Department of Education Proposes New PLUS Loan Standards
Career College Central summary:
The U.S. Department of Education is proposing new eligibility requirements for Parent PLUS loans. Under draft regulatory language sent this week to members of the department’s negotiated rule making panel, parents would generally be barred from taking out PLUS loans if they have any type of debt exceeding $2,085 that is 90 or more days delinquent or that has been sent to a collection agency or charged off. The proposal also changes the look-back period for that “adverse credit” history from five years to two years.
Under a separate policy change that goes into effect July 1, families that are denied a Parent PLUS loan because of an adverse credit history may appeal to the Education Department, which can then provide the loan if there are "extenuating circumstances."

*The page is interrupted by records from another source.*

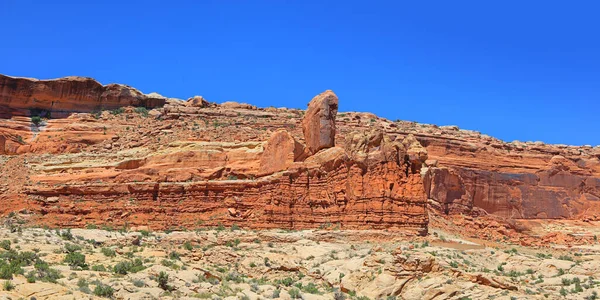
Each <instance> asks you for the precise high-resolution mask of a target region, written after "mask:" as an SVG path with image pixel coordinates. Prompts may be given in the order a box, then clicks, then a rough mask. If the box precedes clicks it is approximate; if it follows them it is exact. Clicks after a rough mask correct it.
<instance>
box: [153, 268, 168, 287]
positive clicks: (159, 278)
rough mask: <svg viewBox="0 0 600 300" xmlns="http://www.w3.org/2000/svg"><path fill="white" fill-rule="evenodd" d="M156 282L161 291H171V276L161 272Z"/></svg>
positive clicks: (158, 274)
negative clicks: (170, 283) (170, 284)
mask: <svg viewBox="0 0 600 300" xmlns="http://www.w3.org/2000/svg"><path fill="white" fill-rule="evenodd" d="M156 281H157V282H158V287H160V288H161V289H163V290H165V291H168V290H169V289H170V287H169V274H167V273H165V272H164V271H161V272H160V273H158V277H157V278H156Z"/></svg>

The department’s standards for obtaining a PLUS have been a source of controversy since at least 2011, when officials quietly tightened the requirements. Leaders of historically black colleges and universities and for-profit colleges — which enroll large numbers of students who rely on PLUS loans — have said the changes were denying underserved students access to the loans they need to pay for college. Presidents of black colleges, in particular, have pushed the Obama administration to make it easier for families to access the loans. Some consumer advocates and think tanks, on the other hand, argue that the department should keep its credit standards — or even tighten them further — so that parents aren’t saddled with large amounts of debt that they cannot possibly repay.